Profesör Brian Cox, bir medeniyetin yıldızları fethetmeye başlaması için gerekli olan bilim ve mühendislikteki ilerlemelerin, sonuçta onun yok olmasına yol açacağına inanıyor.

Dedi ki: ‘Fermi Paradoksunun çözümlerinden biri, kendini yok etme gücüne sahip bir dünyayı yönetmenin mümkün olmamasıdır.

‘Bilim ve mühendisliğin gelişmesi kaçınılmaz olarak siyasi uzmanlığın gelişmesini aşıyor ve bu da felakete yol açıyor olabilir.’

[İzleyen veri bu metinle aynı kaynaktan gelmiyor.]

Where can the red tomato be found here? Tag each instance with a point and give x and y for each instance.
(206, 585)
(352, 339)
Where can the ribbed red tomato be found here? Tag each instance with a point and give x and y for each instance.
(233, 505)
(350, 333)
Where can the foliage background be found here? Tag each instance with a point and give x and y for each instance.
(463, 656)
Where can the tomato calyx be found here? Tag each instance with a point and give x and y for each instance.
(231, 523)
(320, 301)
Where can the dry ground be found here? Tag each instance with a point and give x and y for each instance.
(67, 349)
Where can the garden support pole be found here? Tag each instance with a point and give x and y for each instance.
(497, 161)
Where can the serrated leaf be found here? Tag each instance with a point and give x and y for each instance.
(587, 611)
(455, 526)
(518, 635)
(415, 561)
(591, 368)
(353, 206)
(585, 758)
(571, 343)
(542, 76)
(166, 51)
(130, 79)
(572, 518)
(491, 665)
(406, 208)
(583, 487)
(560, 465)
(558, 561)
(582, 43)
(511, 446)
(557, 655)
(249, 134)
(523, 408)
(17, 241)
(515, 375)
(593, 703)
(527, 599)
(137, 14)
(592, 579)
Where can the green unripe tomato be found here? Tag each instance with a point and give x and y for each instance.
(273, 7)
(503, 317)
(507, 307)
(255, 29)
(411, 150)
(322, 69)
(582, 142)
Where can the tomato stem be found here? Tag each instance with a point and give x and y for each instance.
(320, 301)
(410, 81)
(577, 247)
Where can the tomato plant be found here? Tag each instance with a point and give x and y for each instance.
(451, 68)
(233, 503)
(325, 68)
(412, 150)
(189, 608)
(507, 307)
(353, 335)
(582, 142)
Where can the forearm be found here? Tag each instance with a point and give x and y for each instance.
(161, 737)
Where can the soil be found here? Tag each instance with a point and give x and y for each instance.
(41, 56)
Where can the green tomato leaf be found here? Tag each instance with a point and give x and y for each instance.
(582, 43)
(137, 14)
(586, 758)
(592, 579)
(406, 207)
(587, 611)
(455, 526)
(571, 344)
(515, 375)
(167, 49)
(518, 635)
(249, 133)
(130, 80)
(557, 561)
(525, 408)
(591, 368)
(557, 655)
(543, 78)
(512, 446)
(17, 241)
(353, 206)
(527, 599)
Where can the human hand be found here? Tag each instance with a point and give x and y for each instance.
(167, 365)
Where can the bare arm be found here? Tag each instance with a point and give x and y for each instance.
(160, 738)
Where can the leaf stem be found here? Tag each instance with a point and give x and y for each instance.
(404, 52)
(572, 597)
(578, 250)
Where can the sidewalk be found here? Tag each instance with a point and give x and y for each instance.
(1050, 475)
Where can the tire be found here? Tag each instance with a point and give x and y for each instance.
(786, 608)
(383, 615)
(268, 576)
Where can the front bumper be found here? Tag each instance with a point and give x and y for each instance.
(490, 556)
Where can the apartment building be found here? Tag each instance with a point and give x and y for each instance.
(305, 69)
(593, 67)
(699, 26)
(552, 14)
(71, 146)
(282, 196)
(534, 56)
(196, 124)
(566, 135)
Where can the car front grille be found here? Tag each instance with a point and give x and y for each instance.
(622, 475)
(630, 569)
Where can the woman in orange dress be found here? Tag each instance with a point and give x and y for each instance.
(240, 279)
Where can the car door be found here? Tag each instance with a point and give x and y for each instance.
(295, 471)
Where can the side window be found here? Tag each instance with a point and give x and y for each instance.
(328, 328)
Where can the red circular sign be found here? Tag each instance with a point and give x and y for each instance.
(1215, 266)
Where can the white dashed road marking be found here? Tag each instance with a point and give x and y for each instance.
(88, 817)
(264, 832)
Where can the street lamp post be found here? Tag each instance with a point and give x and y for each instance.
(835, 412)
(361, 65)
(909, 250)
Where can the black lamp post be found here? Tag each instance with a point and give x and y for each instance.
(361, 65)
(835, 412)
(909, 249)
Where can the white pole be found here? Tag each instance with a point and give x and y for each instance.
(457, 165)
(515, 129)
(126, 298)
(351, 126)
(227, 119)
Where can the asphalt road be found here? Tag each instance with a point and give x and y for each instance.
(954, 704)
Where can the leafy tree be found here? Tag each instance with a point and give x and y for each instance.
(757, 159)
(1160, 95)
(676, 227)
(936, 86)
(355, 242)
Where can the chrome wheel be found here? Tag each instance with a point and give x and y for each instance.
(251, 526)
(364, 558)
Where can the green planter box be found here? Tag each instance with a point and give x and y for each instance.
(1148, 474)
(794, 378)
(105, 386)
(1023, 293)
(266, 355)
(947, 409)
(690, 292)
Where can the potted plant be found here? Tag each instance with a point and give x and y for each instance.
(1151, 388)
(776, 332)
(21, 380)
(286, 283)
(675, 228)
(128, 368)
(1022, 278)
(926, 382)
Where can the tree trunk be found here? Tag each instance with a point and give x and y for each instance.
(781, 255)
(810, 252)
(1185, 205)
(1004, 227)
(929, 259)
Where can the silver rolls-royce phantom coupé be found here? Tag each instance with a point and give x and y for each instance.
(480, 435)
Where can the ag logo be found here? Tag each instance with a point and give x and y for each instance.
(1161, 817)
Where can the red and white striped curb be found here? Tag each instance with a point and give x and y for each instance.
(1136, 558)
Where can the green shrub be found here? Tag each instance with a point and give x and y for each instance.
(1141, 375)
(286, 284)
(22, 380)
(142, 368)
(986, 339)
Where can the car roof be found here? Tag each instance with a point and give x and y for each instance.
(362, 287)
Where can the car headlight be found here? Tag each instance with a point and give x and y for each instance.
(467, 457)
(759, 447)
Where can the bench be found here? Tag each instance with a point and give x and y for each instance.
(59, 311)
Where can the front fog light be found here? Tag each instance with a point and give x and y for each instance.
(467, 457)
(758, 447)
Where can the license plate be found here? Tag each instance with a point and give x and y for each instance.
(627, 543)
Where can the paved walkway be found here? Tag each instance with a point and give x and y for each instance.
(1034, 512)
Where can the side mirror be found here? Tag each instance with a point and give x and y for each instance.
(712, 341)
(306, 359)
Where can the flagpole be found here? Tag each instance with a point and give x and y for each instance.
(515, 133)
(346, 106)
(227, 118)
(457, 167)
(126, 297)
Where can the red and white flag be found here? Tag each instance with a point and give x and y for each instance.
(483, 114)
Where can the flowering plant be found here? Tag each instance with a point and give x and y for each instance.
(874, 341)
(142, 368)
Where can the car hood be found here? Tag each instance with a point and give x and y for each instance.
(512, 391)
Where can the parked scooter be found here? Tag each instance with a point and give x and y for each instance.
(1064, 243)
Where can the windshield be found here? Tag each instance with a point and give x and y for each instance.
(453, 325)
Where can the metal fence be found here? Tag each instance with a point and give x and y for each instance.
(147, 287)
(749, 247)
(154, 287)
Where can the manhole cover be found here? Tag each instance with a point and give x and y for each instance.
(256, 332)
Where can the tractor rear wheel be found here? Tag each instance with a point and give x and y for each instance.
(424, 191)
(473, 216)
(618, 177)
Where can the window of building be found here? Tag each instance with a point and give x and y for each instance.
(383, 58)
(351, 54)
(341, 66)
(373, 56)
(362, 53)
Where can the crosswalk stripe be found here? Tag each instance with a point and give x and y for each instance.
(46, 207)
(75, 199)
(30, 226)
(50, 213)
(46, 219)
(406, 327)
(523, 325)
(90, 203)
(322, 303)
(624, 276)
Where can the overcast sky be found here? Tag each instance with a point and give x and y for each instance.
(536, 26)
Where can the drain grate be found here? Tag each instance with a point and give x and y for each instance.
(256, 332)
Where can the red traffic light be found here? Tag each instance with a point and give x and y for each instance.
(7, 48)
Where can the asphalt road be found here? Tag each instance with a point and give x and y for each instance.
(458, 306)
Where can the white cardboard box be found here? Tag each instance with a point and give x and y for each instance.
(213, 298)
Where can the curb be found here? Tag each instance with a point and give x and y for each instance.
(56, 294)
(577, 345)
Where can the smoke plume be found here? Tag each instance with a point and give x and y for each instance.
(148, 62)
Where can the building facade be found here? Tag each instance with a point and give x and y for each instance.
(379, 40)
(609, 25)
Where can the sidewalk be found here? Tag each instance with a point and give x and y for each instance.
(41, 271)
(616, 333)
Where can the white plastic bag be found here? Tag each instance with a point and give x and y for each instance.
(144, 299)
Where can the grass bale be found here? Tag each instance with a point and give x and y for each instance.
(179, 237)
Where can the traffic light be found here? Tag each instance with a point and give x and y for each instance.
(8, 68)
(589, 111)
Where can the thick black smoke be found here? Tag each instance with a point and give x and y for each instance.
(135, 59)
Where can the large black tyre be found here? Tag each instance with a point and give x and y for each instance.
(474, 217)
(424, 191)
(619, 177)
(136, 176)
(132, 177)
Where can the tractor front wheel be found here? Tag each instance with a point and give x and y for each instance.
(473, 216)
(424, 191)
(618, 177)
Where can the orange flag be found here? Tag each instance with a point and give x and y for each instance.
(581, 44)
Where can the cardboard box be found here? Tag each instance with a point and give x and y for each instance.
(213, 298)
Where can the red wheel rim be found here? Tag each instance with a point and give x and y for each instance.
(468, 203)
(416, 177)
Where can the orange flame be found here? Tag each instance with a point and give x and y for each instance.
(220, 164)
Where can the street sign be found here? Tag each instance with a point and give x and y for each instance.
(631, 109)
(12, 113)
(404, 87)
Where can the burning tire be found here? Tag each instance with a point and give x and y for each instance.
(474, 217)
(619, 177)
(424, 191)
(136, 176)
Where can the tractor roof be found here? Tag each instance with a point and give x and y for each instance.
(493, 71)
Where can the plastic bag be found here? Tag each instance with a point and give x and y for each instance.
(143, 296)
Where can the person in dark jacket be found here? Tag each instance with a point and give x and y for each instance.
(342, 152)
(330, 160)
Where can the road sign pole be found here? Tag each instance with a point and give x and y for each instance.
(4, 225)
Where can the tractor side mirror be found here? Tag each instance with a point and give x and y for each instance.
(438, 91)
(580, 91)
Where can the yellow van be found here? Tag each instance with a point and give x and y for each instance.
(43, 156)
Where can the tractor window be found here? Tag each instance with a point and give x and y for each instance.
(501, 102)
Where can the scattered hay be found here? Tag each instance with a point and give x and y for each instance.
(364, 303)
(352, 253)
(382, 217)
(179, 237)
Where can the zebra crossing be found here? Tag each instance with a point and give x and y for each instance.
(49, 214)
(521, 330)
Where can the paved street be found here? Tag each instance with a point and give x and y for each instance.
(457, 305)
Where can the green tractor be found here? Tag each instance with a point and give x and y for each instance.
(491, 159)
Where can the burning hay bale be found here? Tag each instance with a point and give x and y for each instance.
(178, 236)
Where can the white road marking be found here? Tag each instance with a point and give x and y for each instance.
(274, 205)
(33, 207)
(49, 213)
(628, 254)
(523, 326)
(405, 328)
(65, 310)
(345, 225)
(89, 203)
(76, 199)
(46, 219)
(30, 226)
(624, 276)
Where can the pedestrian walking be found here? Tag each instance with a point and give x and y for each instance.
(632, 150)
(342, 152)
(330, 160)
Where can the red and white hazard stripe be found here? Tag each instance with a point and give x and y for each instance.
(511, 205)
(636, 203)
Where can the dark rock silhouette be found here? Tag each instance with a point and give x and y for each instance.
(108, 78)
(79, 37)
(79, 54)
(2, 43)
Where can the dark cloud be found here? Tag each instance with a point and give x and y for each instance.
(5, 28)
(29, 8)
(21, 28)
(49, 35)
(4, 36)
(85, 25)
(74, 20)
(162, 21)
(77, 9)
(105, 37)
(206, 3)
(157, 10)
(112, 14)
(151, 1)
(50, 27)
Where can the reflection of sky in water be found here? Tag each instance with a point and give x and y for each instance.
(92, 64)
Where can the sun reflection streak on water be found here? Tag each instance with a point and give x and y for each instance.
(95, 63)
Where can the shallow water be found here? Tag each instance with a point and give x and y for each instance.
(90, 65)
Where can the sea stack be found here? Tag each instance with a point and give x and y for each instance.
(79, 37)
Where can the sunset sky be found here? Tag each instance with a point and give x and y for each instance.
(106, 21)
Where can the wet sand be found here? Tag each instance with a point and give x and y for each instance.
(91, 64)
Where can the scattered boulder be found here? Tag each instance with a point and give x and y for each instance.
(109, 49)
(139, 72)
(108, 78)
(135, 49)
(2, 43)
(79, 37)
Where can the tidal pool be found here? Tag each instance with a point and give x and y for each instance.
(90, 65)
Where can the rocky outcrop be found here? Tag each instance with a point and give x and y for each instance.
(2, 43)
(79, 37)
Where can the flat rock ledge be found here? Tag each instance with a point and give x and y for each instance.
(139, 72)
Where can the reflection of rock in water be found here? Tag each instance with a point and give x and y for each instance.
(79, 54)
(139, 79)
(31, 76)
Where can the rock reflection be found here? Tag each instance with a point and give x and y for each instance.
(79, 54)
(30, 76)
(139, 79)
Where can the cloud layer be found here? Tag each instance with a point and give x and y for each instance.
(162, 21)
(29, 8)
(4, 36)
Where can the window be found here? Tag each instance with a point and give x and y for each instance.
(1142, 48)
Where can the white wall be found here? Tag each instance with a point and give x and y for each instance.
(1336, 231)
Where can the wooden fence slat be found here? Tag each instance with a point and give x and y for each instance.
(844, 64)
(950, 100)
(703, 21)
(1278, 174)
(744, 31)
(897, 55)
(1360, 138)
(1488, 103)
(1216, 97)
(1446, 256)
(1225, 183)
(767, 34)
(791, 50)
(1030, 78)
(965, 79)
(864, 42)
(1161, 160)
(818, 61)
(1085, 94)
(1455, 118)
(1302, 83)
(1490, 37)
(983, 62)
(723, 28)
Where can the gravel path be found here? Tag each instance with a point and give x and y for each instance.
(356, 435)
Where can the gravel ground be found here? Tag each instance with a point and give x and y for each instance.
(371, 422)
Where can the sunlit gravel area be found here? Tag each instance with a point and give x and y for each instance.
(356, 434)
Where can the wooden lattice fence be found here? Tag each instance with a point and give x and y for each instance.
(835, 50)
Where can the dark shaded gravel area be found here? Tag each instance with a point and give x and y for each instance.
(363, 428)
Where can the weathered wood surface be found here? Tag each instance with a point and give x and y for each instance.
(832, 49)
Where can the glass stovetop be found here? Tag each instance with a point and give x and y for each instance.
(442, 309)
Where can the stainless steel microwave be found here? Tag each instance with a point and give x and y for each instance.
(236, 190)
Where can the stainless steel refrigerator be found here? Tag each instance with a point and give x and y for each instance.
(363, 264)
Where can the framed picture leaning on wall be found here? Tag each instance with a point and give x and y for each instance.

Fermi Paradoksu’nun diğer olası açıklamaları arasında zeki uzaylı türlerinin var olduğu, ancak Dünya ile iletişim kurmak için gerekli teknolojiden yoksun olduğu yer alıyor.

Bazıları akıllı uygarlıklar arasındaki mesafelerin herhangi bir iki yönlü iletişime izin vermeyecek kadar büyük olduğuna inanıyor.

Eğer iki dünya birbirinden binlerce ışıkyılı uzaklıktaysa, diyalog kurulmadan medeniyetlerden birinin veya her ikisinin birden yok olması mümkündür.

Hayvanat bahçesi hipotezi olarak adlandırılan hipotez, akıllı uzaylı yaşamının orada olduğunu iddia ediyor, ancak doğal evrimine izin vermek için kasıtlı olarak Dünya’daki yaşamla herhangi bir temastan kaçınıyor.